New issue

Have a question about this project? Sign up for a free GitHub account to open an issue and contact its maintainers and the community.

By clicking “Sign up for GitHub”, you agree to our terms of service and privacy statement. We’ll occasionally send you account related emails.

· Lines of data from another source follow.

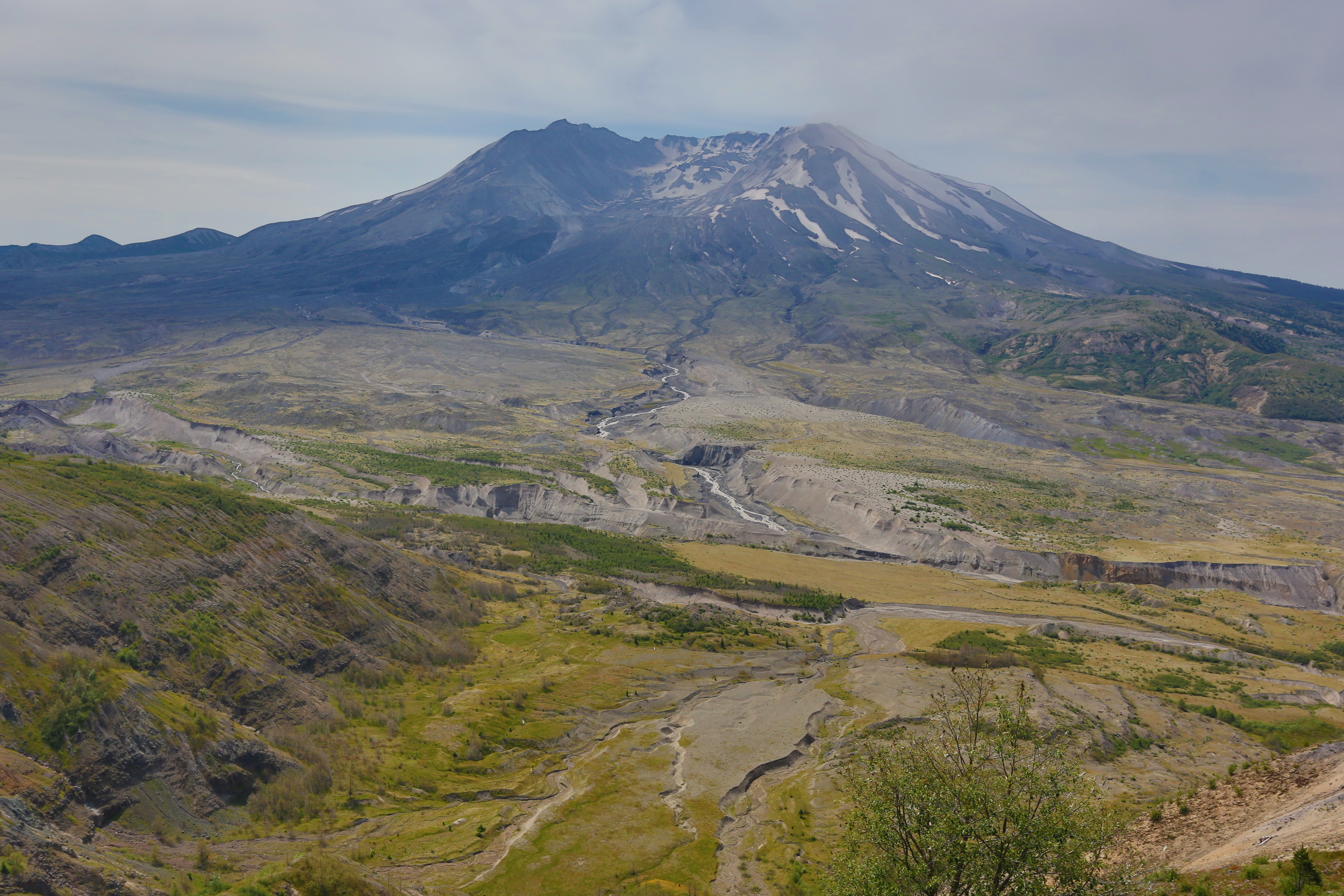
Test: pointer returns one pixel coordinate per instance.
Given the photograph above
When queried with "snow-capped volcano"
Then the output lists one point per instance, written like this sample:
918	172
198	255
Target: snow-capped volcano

Already on GitHub? Sign in to your account

FIx/workaround vchan "loopback" connection #951

Open
marmarek opened this Issue Mar 8, 2015 · 5 comments

Comments

Projects
None yet
2 participants
@marmarek
Member

marmarek commented Mar 8, 2015

Reported by marmarek on 9 Feb 2015 21:15 UTC
Currently Xen implementation of vchan in R3 crashes when connection is made back to the source domain. This is apparently not supported by xen-gntalloc driver.

The exact message is:

[    9.937990] BUG: Bad page map in process qrexec-agent  pte:80000000f9d41167 pmd:131c3067
[    9.938010] page:ffffea00036a6638 count:1 mapcount:-1 mapping:          (null) index:0xffffffffffffffff
[    9.938018] page flags: 0x4000000000000c14(referenced|dirty|reserved|private)
[    9.938033] addr:00007fa856d47000 vm_flags:140400fb anon_vma:          (null) mapping:ffff880011efe940 index:11
[    9.938042] vma->vm_ops->fault:           (null)
[    9.938057] vma->vm_file->f_op->mmap: gntalloc_mmap+0x0/0x1c0 [   9.938066](xen_gntalloc]
[) CPU: 0 PID: 1108 Comm: qrexec-agent Tainted: G           O 3.12.23-1.pvops.qubes.x86_64 #1
[    9.938074]  ffff8800131f3818 ffff88001316fc78 ffffffff814db550 00007fa856d47000
[    9.938085]  ffff88001316fcb8 ffffffff81139413 ffff880011efe940 ffff8800131c3a38
[    9.938096]  ffffea00036a6638 00007fa856d47000 00007fa856d57000 ffff88001316fe18
[    9.938107] Call Trace:
[    9.938117]  [dump_stack+0x45/0x56
[    9.938126](<ffffffff814db550>])  [print_bad_pte+0x1a3/0x240
[    9.938133](<ffffffff81139413>])  [unmap_page_range+0x6ee/0x7d0
[    9.938142](<ffffffff8113ac9e>])  [unmap_single_vma+0x76/0xa0
[    9.938149](<ffffffff8113adf6>])  [unmap_vmas+0x49/0x90
[    9.938157](<ffffffff8113be09>])  [exit_mmap+0x9c/0x170
[    9.938166](<ffffffff8114443c>])  [mmput+0x5c/0x110
[    9.938175](<ffffffff8105950c>])  [do_exit+0x27c/0xa20
[    9.938184](<ffffffff8105d74c>])  [? vtime_account_user+0x4f/0x60
[    9.938194](<ffffffff810908ef>])  [? context_tracking_user_exit+0x52/0xc0
[    9.938203](<ffffffff81116502>])  [do_group_exit+0x3a/0xa0
[    9.938211](<ffffffff8105ed2a>])  [SyS_exit_group+0xf/0x10
[    9.938220](<ffffffff8105ed9f>])  [<ffffffff814ea907>] tracesys+0xdd/0xe2

Needs either fix in the kernel, or some special case in vchan-xen code (use simple shm instead of Xen shared memory?).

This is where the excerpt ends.